Por: Leonardo González

 

Series, miniseries o unitarios siempre se han hecho en nuestro país y en los que se encuentran al sur del río Bravo. Pero lo que sí realmente se modificó para ellas fue haber caído en la mira de grandes cadenas televisivas y servicios de streaming, que siempre están a la búsqueda de producir buen material. Vamos a mencionarles algunas producciones que marcaron el camino para este buen momento y otras que ya se están exportando hacia el exterior. Es obligatorio comenzar con la colombiana Narcos (2015), que aborda la vida del narcotraficante Pablo Escobar y el funcionamiento de las redes que tenía. La serie fue un éxito tremendo y ya se anunció una cuarta temporada. La vida secreta de las parejas (A Vida Secreta dos Casais, 2017) es una producción brasileña que trata sobre una sexóloga que practica terapias alternativas tratando de ayudar a personas con muchos problemas, a la vez que debe lidiar con los propios. La comedia mexicana Club de cuervos (2015) se mete con el mundo del fútbol y el entramado de mafia y corrupción que abunda en él. Desde la Argentina hacia el mundo se produjo El jardín de bronce (2016), sobre un padre que deja todo para investigar la desaparición de su hijita de cuatro años. Actualmente, se está grabando la segunda temporada. Perdona nuestros pecados (2017-2018) cuenta la historia de una familia aristocrática chilena de la década del 50. Fue la serie más larga emitida en la televisión trasandina. El marginal (2016), que cuenta cómo un policía se infiltra en una cárcel para resolver un secuestro, comenzó emitiéndose en la televisión pública. Llegó a Israel y Francia, entre otros países, pero al subirse a Netflix se hizo masiva. Acaba de terminar la segunda temporada y van por la tercera. Una de las series más originales salidas de Brasil es 3% (2016), que cuenta cómo en un futuro distópico el mundo está dividido en “zonas de progreso y de devastación”. A la gente se le da la chance de pasar al “mejor lado”, pero solo a un pequeño porcentaje. Por último, de México también tenemos Dios Inc. (2016), que trata la historia de un catedrático que descubre la tumba del creador del concepto de Dios.

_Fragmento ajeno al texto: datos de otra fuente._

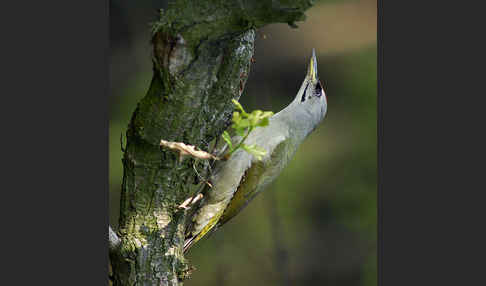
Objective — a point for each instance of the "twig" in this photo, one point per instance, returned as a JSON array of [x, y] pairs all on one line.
[[113, 240]]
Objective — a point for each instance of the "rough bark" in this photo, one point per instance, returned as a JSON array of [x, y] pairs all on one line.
[[202, 53]]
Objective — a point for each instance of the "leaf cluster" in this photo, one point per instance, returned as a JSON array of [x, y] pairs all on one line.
[[243, 124]]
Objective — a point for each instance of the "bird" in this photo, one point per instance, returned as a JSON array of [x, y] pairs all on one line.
[[236, 181]]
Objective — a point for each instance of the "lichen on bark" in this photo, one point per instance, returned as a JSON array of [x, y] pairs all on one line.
[[202, 54]]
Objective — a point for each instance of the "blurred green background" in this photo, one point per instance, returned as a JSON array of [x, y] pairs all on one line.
[[317, 223]]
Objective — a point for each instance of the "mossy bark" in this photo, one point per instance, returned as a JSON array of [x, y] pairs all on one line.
[[202, 54]]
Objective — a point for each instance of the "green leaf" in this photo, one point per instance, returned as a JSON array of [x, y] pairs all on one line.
[[255, 150], [227, 139], [240, 131], [238, 105]]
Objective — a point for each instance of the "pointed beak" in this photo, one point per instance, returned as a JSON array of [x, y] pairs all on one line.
[[312, 70]]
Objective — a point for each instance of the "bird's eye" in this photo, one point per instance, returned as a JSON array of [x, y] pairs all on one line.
[[304, 93]]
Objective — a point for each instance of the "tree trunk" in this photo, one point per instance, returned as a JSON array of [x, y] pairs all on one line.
[[202, 52]]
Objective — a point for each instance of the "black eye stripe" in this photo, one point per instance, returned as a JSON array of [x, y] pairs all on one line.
[[303, 94]]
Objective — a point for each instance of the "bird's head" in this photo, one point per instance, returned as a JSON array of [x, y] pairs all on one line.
[[311, 96]]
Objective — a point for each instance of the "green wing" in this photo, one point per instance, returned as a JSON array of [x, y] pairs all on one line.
[[255, 179]]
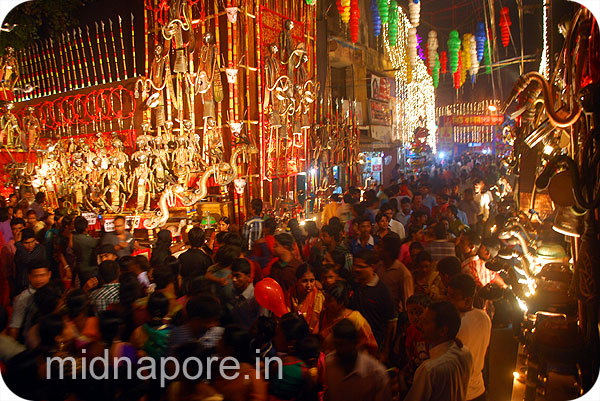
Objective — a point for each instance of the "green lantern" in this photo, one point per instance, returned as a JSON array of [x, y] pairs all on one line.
[[453, 49]]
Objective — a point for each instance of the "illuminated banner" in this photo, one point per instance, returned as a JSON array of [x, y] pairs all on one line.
[[471, 120]]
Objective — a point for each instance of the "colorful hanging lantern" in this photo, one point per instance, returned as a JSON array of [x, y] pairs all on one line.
[[457, 73], [466, 52], [432, 46], [443, 62], [414, 12], [346, 12], [486, 57], [384, 13], [354, 21], [393, 23], [505, 26], [436, 72], [376, 18], [480, 39], [453, 50], [474, 62], [412, 47]]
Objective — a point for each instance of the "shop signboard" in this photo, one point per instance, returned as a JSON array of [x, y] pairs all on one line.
[[380, 88], [380, 113], [472, 120]]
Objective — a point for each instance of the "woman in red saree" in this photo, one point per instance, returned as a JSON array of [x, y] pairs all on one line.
[[336, 301], [306, 298]]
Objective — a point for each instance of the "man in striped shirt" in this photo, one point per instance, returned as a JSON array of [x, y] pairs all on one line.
[[253, 227]]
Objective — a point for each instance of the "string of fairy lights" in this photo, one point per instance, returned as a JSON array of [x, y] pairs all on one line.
[[414, 88]]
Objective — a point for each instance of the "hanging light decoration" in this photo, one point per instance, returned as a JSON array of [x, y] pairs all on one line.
[[480, 39], [346, 11], [457, 73], [432, 46], [487, 61], [436, 72], [383, 11], [453, 50], [505, 26], [414, 12], [412, 46], [393, 23], [443, 62], [376, 18], [474, 62], [354, 21]]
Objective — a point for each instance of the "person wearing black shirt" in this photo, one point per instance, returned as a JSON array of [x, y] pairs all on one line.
[[193, 262], [373, 300]]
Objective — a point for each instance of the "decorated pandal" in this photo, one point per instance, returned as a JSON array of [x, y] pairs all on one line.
[[219, 98]]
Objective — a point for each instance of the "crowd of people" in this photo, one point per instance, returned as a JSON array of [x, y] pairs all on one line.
[[380, 293]]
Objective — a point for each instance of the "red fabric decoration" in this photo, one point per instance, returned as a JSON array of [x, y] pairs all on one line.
[[457, 73], [505, 26], [443, 62], [354, 20]]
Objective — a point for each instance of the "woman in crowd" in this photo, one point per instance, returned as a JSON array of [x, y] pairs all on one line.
[[305, 297], [337, 298]]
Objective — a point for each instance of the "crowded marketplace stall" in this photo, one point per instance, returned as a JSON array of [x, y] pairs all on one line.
[[299, 200]]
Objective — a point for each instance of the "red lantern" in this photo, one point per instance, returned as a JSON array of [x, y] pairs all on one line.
[[354, 20], [505, 26], [443, 62], [458, 71]]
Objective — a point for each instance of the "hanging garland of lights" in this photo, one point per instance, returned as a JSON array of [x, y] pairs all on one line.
[[443, 62], [505, 26], [480, 39], [345, 14], [414, 86], [457, 73], [414, 12], [354, 21], [383, 11], [474, 62], [393, 23], [432, 46], [453, 50], [376, 18], [486, 57], [436, 72]]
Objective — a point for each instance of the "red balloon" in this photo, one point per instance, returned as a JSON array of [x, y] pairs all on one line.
[[269, 295]]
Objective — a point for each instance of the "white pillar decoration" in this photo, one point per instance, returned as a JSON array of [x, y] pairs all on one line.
[[412, 47], [432, 46]]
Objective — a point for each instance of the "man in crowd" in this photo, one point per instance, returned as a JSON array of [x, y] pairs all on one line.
[[403, 216], [445, 375], [353, 374], [475, 331], [365, 240], [440, 247], [121, 240], [373, 300]]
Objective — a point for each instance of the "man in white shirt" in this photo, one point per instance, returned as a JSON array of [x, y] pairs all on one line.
[[394, 225], [445, 375], [475, 331]]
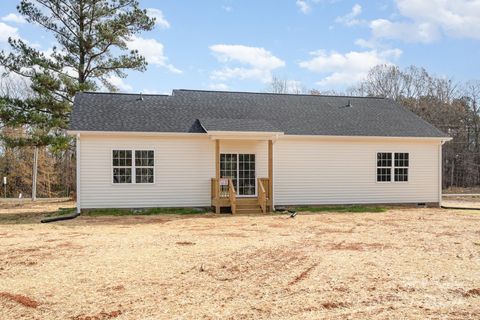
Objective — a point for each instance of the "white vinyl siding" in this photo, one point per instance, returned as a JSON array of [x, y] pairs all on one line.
[[339, 171], [183, 169], [306, 170]]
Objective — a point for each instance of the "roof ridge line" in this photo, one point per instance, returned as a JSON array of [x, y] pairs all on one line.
[[127, 93], [281, 94]]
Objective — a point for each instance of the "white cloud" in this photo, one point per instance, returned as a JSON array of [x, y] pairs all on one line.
[[160, 18], [350, 19], [218, 86], [12, 17], [408, 32], [119, 83], [152, 50], [303, 6], [7, 31], [255, 63], [346, 69], [427, 20]]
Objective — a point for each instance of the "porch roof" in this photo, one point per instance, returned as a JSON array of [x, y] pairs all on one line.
[[211, 125]]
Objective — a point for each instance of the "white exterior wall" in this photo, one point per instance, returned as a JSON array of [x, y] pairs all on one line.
[[184, 167], [342, 171], [306, 170]]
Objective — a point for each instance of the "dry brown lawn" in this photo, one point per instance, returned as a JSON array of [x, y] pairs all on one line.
[[403, 264]]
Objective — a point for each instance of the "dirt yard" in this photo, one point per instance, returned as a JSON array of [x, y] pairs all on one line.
[[403, 264]]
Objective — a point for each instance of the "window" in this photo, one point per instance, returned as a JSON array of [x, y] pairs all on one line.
[[401, 167], [384, 167], [389, 163], [144, 163], [124, 167]]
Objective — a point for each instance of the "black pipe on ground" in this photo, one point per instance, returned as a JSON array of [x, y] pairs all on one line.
[[459, 208], [60, 218]]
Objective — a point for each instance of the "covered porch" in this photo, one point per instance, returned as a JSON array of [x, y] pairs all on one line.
[[243, 179]]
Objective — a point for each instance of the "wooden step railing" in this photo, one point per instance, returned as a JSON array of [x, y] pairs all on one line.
[[233, 196], [224, 194], [262, 196]]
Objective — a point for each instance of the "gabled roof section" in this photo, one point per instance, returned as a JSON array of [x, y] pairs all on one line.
[[194, 111], [237, 125]]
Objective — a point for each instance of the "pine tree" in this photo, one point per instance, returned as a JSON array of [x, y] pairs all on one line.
[[91, 38]]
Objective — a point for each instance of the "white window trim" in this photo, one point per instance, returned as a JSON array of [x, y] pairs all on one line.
[[392, 167], [238, 174], [133, 167]]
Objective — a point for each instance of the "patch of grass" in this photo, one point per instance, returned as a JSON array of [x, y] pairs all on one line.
[[142, 212], [351, 209]]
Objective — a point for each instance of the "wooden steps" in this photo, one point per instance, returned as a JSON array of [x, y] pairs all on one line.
[[248, 206]]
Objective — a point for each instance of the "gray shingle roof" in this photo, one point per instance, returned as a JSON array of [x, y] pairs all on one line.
[[292, 114]]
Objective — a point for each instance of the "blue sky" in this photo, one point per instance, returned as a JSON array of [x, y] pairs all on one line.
[[315, 44]]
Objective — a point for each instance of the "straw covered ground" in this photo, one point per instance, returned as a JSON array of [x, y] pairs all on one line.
[[402, 264]]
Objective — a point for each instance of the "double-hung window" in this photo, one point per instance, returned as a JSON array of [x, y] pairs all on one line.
[[133, 166], [392, 166]]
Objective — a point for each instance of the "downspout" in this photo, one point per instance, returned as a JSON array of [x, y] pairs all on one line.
[[78, 210], [78, 158], [440, 173]]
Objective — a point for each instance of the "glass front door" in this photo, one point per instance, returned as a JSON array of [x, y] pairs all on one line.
[[241, 169]]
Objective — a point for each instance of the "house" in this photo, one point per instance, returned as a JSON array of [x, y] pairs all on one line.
[[251, 151]]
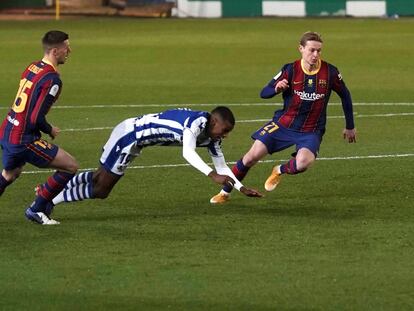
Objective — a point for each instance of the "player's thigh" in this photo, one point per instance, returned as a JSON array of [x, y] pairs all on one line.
[[274, 137], [64, 161], [256, 152], [309, 141], [304, 158], [42, 154], [103, 182], [13, 163]]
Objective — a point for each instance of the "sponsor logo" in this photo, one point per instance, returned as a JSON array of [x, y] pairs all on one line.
[[13, 121], [277, 76], [309, 96], [53, 90]]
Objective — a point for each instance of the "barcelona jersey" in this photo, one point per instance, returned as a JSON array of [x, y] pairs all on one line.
[[39, 88], [305, 101]]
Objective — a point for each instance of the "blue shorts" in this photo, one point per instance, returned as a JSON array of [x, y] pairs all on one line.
[[277, 138], [39, 153]]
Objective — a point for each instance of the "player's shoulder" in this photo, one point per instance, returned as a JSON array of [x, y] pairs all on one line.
[[330, 65]]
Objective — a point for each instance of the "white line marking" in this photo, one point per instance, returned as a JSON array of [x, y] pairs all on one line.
[[380, 156], [206, 105], [263, 120]]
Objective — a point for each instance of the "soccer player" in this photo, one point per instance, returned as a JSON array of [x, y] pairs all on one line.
[[184, 127], [20, 132], [306, 86]]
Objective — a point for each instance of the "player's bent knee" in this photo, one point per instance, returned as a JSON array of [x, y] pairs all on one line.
[[101, 193], [303, 164], [73, 167]]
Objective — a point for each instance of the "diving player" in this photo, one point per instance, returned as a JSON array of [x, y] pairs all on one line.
[[184, 127]]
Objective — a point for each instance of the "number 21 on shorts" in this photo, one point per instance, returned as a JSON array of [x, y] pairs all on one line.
[[21, 98]]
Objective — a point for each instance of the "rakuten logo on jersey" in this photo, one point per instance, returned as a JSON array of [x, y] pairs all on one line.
[[309, 96], [13, 121]]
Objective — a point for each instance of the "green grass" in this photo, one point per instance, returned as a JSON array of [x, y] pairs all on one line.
[[339, 237]]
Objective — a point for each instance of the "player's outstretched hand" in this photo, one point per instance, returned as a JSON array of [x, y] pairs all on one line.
[[350, 135], [221, 179], [250, 192]]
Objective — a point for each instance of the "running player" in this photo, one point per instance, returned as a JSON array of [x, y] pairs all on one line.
[[20, 132], [306, 86]]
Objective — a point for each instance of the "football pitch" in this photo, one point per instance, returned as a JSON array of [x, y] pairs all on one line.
[[338, 237]]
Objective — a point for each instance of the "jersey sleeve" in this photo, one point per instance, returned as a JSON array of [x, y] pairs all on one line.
[[196, 124], [269, 90], [49, 93], [338, 85]]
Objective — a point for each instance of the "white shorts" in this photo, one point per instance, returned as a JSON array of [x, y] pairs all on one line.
[[121, 148]]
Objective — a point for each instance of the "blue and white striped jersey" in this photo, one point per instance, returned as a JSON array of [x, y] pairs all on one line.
[[166, 128]]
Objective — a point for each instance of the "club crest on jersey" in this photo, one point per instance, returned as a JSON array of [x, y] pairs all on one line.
[[322, 83]]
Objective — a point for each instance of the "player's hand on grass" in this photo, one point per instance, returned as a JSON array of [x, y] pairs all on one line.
[[350, 135], [250, 192], [54, 132], [281, 86], [221, 179]]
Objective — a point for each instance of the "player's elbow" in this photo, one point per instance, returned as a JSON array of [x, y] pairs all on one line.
[[267, 92]]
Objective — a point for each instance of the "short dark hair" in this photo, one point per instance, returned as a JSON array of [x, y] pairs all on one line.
[[54, 38], [310, 36], [225, 113]]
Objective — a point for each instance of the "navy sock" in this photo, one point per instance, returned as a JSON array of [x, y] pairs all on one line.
[[3, 184], [240, 171], [39, 205]]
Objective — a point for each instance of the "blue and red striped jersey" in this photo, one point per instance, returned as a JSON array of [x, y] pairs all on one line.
[[40, 86], [305, 101]]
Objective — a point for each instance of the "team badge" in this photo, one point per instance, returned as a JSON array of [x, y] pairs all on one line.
[[322, 83]]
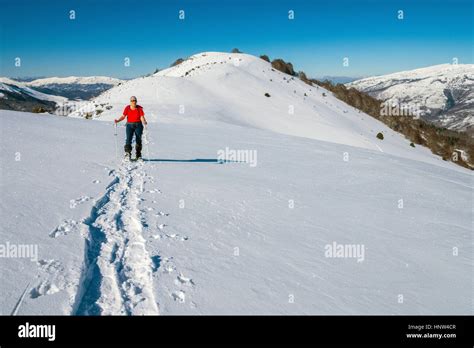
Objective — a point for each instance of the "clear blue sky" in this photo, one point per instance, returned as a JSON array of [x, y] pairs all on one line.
[[150, 33]]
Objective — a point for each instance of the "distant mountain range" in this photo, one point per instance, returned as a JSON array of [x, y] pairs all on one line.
[[45, 93], [443, 93]]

Como vimos, ya no hace falta mirar a Estados Unidos o a algún país de Europa para encontrar una serie y fanatizarse con ella. Las producciones latinoamericanas renovaron las plantillas y vienen pisando cada vez más fuerte. Como bien canta Joan Manuel Serrat, el sur también existe. Y ahora, más que nunca.

ADN SOBRE SERIES LATINOAMERICANAS
  • Se buscan series provenientes de países latinoamericanos por su originalidad y sus formas narrativas distintas.
  • Las temáticas de las series suelen ser concebidas para atraer a jóvenes y adultos por igual.
  • Si bien es importante que mantengan su idiosincrasia, estas producciones también se piensan para su venta y consumo en el exterior.  
  • Es importante pensar que hay un gran porcentaje de gente de habla hispana viviendo en otros países a los cuales las empresas apuntan con sus productos por ser un gran mercado.